It is 41 degrees celsius in the loggia at the top of the Palazzo Strozzi in Florence as Taiwanese artist Yahon Chang (b. 1948) prepares for his performance. The late June heat is stultifying. While members of the audience fan themselves, relinquishing seats to escape the glare of the evening sun, the artist sits quietly in the corner, towel around his neck, deep in prayer. When he begins to paint, first on rectangular sheets of rice paper laid out on the floor and then on a 24 metre-long length of linen canvas, you can see steam rise from the black ink as it is manipulated across each surface.
The artist works his way down these grounds in his stockinged feet, wielding various long, custom-made brushes which he frequently dips into deep pails. As he splashes the ink, pressing, sweeping or dragging his laden brush, a loose cursive script emerges out of movements and gestures derived from the martial art of t’ai-chi. There may be a superficial resemblance to the action painting of Abstract Expressionism, but Chang’s performative pieces are in fact deeply rooted in the traditions of the classical Song dynasty ‘literati’ scholars, who combined poetry with calligraphy and painting to express inner sentiment rather than mimic the outward appearance of the world. This is Chinese ink painting – although not as we know it.
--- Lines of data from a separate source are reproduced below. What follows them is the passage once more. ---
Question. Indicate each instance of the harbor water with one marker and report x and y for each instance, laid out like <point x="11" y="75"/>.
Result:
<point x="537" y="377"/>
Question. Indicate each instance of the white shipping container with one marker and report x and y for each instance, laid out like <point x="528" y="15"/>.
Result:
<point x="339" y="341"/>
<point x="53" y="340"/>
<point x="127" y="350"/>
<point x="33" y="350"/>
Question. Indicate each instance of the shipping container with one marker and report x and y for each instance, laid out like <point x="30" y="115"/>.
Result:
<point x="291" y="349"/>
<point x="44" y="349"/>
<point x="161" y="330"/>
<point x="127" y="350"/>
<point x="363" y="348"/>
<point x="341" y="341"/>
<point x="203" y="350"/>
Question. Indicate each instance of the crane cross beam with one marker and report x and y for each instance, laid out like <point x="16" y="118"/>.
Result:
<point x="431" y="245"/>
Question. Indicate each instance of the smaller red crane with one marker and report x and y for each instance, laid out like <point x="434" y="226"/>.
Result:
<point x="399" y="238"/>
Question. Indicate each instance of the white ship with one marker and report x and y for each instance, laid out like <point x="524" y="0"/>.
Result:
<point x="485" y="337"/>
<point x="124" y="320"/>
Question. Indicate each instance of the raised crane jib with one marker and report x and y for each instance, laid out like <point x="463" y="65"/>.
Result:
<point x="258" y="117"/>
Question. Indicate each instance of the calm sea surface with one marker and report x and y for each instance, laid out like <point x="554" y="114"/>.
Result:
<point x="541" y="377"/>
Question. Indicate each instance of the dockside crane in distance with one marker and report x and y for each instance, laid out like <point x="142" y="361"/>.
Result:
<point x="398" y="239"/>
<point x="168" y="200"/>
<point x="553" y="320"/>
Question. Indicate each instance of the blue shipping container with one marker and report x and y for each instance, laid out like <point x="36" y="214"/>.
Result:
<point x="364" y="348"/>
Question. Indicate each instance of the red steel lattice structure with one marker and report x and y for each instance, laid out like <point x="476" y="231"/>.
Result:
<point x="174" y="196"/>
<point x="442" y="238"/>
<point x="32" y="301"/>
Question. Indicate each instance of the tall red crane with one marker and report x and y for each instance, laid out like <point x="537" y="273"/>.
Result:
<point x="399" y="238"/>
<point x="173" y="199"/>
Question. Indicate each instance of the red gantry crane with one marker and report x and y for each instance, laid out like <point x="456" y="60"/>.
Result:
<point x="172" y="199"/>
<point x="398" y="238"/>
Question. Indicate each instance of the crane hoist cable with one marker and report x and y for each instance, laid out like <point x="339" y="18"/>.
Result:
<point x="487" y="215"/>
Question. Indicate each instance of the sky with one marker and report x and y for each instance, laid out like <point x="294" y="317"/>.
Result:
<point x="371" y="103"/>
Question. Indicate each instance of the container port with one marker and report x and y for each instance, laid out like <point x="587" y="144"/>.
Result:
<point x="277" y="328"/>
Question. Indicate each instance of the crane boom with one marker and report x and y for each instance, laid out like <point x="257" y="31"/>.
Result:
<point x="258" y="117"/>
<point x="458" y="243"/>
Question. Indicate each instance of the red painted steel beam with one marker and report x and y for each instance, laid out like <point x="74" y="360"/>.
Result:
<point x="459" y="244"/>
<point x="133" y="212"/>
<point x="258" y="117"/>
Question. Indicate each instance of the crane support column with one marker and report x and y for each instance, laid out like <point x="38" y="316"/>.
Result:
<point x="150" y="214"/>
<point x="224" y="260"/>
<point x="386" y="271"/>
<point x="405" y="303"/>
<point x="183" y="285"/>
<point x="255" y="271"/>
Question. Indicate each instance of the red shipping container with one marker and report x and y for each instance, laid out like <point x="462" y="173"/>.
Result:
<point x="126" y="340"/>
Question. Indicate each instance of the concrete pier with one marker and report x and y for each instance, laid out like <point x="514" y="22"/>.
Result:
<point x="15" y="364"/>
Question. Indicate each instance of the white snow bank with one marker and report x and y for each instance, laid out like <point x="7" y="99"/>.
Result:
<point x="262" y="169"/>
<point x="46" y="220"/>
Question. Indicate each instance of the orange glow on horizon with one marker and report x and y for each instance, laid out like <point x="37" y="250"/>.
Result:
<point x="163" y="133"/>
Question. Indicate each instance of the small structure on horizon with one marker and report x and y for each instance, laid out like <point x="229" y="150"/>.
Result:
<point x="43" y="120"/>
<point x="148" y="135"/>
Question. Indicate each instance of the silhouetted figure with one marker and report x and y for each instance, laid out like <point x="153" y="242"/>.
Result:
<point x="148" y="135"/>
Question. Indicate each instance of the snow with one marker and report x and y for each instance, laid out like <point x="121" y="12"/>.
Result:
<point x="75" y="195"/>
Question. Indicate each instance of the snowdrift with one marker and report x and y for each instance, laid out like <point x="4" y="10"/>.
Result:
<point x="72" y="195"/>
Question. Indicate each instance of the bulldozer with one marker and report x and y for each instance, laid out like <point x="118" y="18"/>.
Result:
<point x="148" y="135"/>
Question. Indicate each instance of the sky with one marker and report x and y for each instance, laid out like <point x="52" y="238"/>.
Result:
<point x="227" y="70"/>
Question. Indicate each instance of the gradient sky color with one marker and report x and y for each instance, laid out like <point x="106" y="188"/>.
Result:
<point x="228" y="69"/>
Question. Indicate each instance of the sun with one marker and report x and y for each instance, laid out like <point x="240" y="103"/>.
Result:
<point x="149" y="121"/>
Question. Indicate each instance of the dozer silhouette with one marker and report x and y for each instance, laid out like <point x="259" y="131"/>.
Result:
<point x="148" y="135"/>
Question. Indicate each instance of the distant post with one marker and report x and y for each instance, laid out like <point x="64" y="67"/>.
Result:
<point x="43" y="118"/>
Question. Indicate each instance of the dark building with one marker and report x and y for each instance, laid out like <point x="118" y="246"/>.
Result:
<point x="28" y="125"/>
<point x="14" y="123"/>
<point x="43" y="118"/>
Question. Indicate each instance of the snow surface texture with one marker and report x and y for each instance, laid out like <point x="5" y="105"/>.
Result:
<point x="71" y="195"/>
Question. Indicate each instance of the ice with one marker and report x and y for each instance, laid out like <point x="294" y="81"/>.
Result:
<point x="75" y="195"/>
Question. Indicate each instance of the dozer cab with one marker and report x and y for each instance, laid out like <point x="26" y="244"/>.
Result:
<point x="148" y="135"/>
For the largely self-taught artist, his lack of formal training has given him the freedom to find an original voice as a contemporary ink painter. He draws on a range of influences including the xieyi or ‘sketch style’ made famous by the Zen painter Liang Kai (c. 1140–c. 1210), which evokes a subject or atmosphere with minimal use of detail, achieving a simplicity and spontaneity that also allowed for the beauty of accidental effects. He also always travels with a reproduction of a well-known work by Wang Xianzhi (344–86), a calligrapher who developed the one-stroke cursive script, in which all the characters in a text are formed from a single stroke. In his own calligraphy, Chang is not writing a word but using brushwork to express the meaning of a word – which will come to the artist in the moment of lucidity and heightened consciousness after meditation or prayer – to him.
When we meet after the performance, Chang explains how the ancient structure of the Palazzo Strozzi and the exhibition ‘Verocchio: Master of Leonardo’ (closed July 14) both evoked the memories and feelings of his childhood, and prompted him to think of the words of the Old Testament prayer of Jabez (Chang converted from Buddhism to Christianity after the death of his wife in 2000). While performing he had intended to play popular Taiwanese music from his childhood in the 1950s, and from the period in the ’70s when he met his wife, but was prevented by copyright restrictions. Now we listen to a few bars of the nostalgic, Japanese-inspired melody of the famous ‘Green Island Serenade’ of 1954, called up on Chang’s daughter’s smartphone, in which the balladeer yearns for their lover incarcerated as a political prisoner by the Kuomintang on this small island off Taiwan. The themes of love, loss and memory are woven into Chang’s vast painting, which he is planning (as he has done in the past) to remake as sculpture – effectively line forged in iron.
The performance marked the launch of the fourth edition of Art of the Treasure Hunt (until October 15), an initiative produced by Luziah Hennessy bringing together the work of 17 artists from around the world – the celebrated and the little-known – for display in the buildings of six of the top Chianti wineries. This year’s iteration, curated by Maria Rus Bojan, asks a question: ‘From Where Comes Your Voice?’ Works by Chang include a 20 metre-long ‘scroll’ painted in Beijing and now cascading from a vaulted brick ceiling at the Castello di Brolio, and an installation of smaller ink paintings on paper. Inside the castle’s great Gothic Revival hall, the Shanghai-born, Dijon-based Yan Pei-Ming contributes an expressive reworking of Titian’s portrait of Cardinal Alessandro Farnese. Outside on the terrace is a horseshoe piece by Mark Handforth, an artist born in Hong Kong, educated in London and Frankfurt, and now working in Miami. Nearby, Richard Long has used local stones for his homage to the alternating black and white bands of Sienese church architecture, one of the most resonant installations of this glorious Tuscan art trail.
Art, award-winning wine and the unspoilt Tuscan landscape certainly make for an irresistible combination – not least when the historic buildings of these often ancient vineyards boast such dramatic interiors as the cantinas of Fèlsina (Chang, Osvaldo González, Nathalie du Pasquier, Augustas Serapinas, Raqib Shaw) or offer the untouched 18th-century bucolic decoration of the Villa di Geggiano (Liz Deschenes, Sara VanDerBeek). As for the other venues and artists, it will be a pleasure to hunt them out and discover them for yourself.